Interview : Catherine Dufour is back!

Nine years! Did it really take you nine years to get back to science fiction with Entends la nuit? Why all these literary detours? What were the benefits?

Goodness, nine years! No, I don’t think it’s a question of getting back to it. In the first place Entends la nuit has nothing to do with what I was writing in science fiction before. It’s pure fantasy.

Also I’ve been publishing short stories, mostly science fiction, for all these years – they’re coming out in a collection soon. It’s much more than a literary detour. Let’s say that in the early twenty tens I met some very cool people at Fayard and I stayed there. I’m still working with them actually.

A young woman brimming with desire, a darkly enigmatic man, as dangerous as you can get, bloodthirsty monsters out to have fun… are you thinking of setting up in competition with Twilight and the rest?

That’s it.

Is love possible between a hard-up young girl and a rich young man? Of course not! Wealth has nothing to do with individuals.

It’s a caste system full of piranhas.

At the beginning, Entends la nuit is alarming because of the crushing and completely controlling nature of its world of work. Have you ever experienced this or is it a total personalisation?

I think this is the world of work, no more, no less. Seen on the right side of the fence, actually: these young people have contracts, their own offices, heating, a canteen, paid holidays – all sorts of perks you can’t get so easily now.

The Vane character is a lemur and not a vampire. Can you tell us a little more about these creatures and how you got the idea of using them in your novel?

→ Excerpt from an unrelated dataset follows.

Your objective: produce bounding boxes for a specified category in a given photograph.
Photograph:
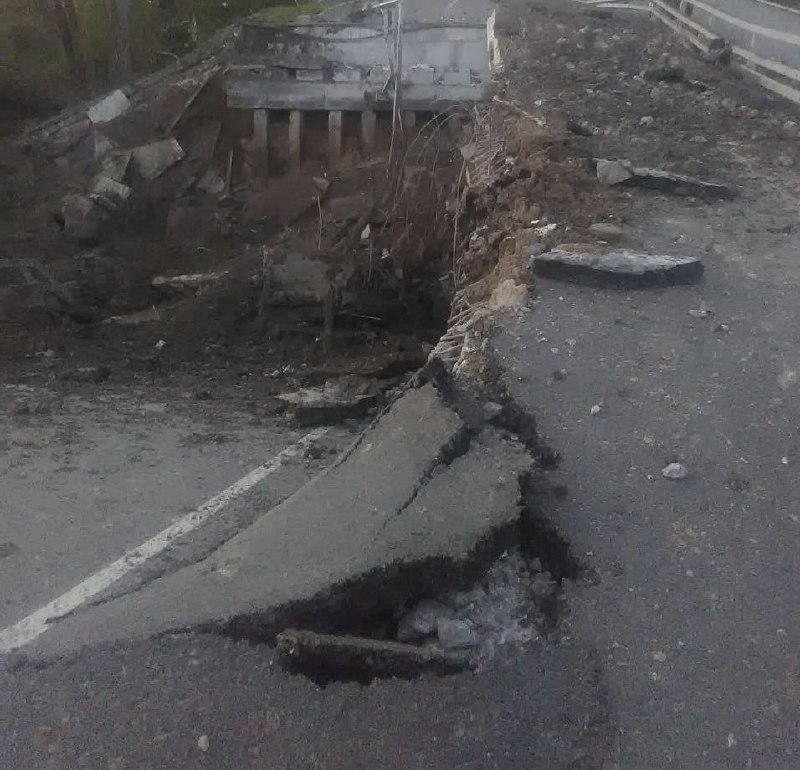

I’ve read a lot of work by story tellers like Seignolle, Lecouteux or Van Gennep. Behind all the goblins, elves, trolls, witches and other vampires, it’s always the same people that come up: ancestors. The dead. Not those that return: those who have never left. Dis manibus sacrum locus - dedicated to the memory of the spirits of the gods in this place. I wanted to describe the common denominator of all our fears.

On her side, Myriam is a young woman with a particularly caustic sense of humour… which doesn’t prevent her from drooling with love for Vane. Is something dangerous inevitably more attractive? At what point does the death impulse become more important than the passion?

If someone loves anybody in this novel, it has to be Vane. Myriam is moved by curiosity, mainly, and by greed too – she drools but not exactly for love. I don’t think she has even a moment to love Vane. As to knowing if the life of a hard-up employee is more tedious than dealing with a pile of dosh, I wouldn’t like to say. What’s appealing about danger is the fact that it drives out boredom, and boredom can be deadly.

Let’s say that Myriam has no room for manoeuvre.

Another major character in your novel is Paris. The City of Light is not just a backdrop for Entends la nuit, is it? Is it also a monster in its own way?

Good call. It’s the character I like the most in this novel.

I love this city, with its roofs, its catacombs and its haunted corners. At the Palais Royal, I love following the eyes of the ghosts of the red-hatted women revolutionaries, the silhouette of Proust in the Tuileries Gardens – also the monks digging in the Luxembourg Gardens, at the time it was still called Vauvert. There’s little Musset reading under a tree, Hugo getting his milk from a farm in Mont Parnasse, Chateaubriant hiding his lovers in a country house at Port Royal, Hemingway watching the herds of goats gambolling on the Boulevard Saint Michel – I never get tired of it…

Will there be a sequel to Entends la nuit in the next nine years?

That’s what’s good about dead people: you can be with them for years!

Do you have any projects on at the moment?

Loads!

Actually there’s a biography of a female pioneer in IT, a book on the Bataclan, a collection of short stories. Well, I’ll never get bored!

And to conclude, if you could choose a handsome dark stranger in literature to run in the catacombs with, who would it be?

A guy with a map and a good head lamp!